In light of this, it seems odd to conclude that Carol Dweck’s involvement is the special ingredient to a successful study, which I can only assume is done to discredit her research.

First, it isn’t true. Outes et al. did a study with the world bank and found big effects (.1 to .2 SD), without Carol, and there’s the group of behavioral economists in Norway who replicated the intervention (I gave them our materials and they independently did the study).

Second, if I was a skeptic who wondered about independence (and I am a skeptic), I would ask for precisely the study we published in Nature: pre-registered analysis plan, independent data collection and processing, independent verification of the conclusions by MDRC, re-analysis using a multilevel Bayesian model (BCF) that avoids the problems with null hypothesis testing, and so on. But we already published that study, so it seems weird to be questioning the work now as if we haven’t already answered the basic questions of whether growth mindset effects are replicable by independent experimenters and evaluators.

The more sophisticated set of questions focuses on whether we know how to spread and scale the idea up in schools, whether we know how to train others to create effective growth mindset content, etc. And the answer to that is that we need to do lots of science, and quickly, to figure it out. And we’ll have to solve perennial problems with teacher PC and school culture change—problems that affect all educational interventions, not just mindset. I suspect that will be hard work that requires a big team and a lot of humility.

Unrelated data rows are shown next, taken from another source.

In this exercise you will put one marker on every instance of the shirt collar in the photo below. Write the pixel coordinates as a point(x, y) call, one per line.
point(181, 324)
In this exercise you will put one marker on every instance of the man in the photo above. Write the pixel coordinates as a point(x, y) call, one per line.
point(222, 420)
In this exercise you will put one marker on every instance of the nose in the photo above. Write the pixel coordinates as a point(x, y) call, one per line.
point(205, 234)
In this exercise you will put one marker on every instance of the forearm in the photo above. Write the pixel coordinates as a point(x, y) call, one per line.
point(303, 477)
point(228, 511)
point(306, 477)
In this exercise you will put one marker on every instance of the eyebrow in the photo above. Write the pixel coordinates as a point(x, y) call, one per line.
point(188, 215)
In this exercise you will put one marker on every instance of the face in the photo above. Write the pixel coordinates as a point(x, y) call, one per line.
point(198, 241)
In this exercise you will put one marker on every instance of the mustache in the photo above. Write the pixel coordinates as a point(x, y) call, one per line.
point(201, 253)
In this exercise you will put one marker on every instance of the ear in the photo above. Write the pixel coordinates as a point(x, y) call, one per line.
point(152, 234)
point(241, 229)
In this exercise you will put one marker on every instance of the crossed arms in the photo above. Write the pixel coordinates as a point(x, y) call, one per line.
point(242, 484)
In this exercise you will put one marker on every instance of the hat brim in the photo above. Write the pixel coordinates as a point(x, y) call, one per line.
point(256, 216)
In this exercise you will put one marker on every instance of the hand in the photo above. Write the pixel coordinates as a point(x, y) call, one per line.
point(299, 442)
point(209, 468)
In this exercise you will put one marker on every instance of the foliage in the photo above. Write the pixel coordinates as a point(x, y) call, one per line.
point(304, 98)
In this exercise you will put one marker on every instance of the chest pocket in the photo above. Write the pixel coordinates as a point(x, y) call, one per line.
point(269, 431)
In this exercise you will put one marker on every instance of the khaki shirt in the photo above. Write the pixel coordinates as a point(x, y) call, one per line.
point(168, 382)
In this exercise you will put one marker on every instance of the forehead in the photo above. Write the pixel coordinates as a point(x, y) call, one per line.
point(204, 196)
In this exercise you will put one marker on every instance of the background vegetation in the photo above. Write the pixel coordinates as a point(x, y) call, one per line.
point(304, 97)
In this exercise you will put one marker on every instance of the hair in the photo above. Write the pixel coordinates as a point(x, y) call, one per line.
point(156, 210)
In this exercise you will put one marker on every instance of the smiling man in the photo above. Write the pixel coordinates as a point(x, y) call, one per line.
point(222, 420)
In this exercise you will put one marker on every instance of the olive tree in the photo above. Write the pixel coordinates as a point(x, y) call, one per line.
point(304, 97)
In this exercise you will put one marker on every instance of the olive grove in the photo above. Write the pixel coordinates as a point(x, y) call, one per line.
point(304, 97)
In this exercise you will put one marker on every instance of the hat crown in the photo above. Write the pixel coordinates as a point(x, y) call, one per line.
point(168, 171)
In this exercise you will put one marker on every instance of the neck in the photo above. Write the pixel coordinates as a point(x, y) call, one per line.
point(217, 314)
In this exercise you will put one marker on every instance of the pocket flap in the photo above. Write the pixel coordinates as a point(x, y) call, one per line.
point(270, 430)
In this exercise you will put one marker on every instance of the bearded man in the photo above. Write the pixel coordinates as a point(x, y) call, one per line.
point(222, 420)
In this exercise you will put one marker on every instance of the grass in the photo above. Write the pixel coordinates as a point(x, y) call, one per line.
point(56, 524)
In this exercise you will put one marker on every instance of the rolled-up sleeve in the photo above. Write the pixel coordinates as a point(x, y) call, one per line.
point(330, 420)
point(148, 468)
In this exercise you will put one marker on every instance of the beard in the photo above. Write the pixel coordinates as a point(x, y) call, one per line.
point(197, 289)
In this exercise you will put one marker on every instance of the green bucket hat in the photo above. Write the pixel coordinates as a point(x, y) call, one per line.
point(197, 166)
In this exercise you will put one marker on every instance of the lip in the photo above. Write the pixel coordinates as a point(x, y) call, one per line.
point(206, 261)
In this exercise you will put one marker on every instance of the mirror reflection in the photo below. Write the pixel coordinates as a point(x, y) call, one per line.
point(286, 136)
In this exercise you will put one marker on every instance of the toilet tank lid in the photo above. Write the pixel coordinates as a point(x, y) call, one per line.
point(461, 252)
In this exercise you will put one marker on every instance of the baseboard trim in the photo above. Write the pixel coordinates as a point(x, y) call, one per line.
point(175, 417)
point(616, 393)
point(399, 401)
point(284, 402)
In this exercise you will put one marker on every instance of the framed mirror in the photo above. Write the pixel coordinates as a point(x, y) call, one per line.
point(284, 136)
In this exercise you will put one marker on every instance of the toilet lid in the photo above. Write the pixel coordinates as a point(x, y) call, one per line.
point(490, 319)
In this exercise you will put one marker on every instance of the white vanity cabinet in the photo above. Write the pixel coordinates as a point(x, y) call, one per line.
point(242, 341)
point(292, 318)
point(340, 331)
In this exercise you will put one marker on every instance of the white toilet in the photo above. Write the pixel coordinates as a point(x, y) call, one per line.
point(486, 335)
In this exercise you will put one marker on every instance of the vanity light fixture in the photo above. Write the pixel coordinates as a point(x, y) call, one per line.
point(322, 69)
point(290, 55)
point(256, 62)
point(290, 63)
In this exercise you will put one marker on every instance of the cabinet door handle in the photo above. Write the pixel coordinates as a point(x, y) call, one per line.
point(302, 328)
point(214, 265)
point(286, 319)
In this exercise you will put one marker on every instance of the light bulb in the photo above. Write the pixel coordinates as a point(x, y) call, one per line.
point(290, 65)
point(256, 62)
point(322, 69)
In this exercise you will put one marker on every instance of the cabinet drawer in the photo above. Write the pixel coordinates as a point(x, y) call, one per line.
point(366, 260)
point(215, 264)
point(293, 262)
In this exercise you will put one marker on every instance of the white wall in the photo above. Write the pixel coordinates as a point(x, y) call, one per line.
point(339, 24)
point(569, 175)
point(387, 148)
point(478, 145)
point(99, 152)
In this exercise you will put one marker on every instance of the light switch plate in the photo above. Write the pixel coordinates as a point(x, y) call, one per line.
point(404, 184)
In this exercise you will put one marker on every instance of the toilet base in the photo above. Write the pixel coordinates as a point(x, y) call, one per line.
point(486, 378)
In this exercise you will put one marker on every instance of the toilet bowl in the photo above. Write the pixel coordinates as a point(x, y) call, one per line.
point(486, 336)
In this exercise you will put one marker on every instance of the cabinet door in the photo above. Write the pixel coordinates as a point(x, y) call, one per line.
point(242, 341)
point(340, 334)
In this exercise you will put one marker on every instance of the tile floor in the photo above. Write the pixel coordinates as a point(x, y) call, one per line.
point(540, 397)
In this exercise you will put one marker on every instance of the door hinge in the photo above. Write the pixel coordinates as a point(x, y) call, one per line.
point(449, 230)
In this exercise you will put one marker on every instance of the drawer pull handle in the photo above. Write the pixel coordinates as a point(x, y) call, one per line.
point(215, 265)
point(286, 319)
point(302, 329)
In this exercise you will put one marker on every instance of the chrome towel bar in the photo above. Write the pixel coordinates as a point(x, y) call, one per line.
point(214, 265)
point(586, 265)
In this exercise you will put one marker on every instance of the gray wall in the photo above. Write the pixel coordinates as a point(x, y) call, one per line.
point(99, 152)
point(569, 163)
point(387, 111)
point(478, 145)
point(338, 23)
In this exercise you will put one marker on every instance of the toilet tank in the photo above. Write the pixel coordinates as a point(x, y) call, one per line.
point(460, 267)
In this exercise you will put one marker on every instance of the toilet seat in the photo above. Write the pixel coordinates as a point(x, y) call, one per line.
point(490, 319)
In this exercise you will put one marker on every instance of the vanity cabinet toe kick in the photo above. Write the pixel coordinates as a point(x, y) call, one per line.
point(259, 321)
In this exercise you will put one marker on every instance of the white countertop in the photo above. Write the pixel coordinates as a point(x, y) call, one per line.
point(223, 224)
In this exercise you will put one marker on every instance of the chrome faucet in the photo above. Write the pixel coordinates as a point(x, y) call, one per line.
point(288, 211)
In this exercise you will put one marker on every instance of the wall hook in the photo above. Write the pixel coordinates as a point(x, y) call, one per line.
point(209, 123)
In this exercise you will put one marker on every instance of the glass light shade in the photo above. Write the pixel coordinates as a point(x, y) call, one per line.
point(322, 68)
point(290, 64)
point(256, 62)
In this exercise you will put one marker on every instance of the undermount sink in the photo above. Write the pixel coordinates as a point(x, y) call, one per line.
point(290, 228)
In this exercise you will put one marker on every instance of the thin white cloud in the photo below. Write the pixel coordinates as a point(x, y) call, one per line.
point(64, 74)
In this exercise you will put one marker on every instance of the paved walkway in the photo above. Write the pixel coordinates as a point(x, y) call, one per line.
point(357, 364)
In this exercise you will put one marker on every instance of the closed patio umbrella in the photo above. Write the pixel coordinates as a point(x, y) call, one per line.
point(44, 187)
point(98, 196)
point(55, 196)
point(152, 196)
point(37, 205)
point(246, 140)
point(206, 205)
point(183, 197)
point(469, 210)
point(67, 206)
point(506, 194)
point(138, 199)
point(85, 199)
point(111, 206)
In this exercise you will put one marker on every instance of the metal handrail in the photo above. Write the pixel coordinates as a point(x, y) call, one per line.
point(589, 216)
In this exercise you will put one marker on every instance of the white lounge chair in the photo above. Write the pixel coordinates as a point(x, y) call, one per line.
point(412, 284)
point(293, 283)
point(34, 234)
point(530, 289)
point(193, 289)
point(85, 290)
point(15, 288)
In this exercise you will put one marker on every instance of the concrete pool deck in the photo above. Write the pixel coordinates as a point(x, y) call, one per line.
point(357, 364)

Oh, and the post mentions Li and Bates, but that’s just not a mindset intervention study. It’s a laboratory study of praise and its effects on attributions and motivation. It’s not that different from the many studies that Susan Gelman and others have done on essentialism and its effects on motivation. Those studies aren’t about long-term effects on grades or test scores so I don’t understand why this blog post mentions them. A funny heterogeneity-related footnote to Li and Bates is that they chose to do their study in one of the only places where mindset didn’t predict achievement in the PISA — rural China — while the original study was done in the U.S., where mindset robustly predicts achievement.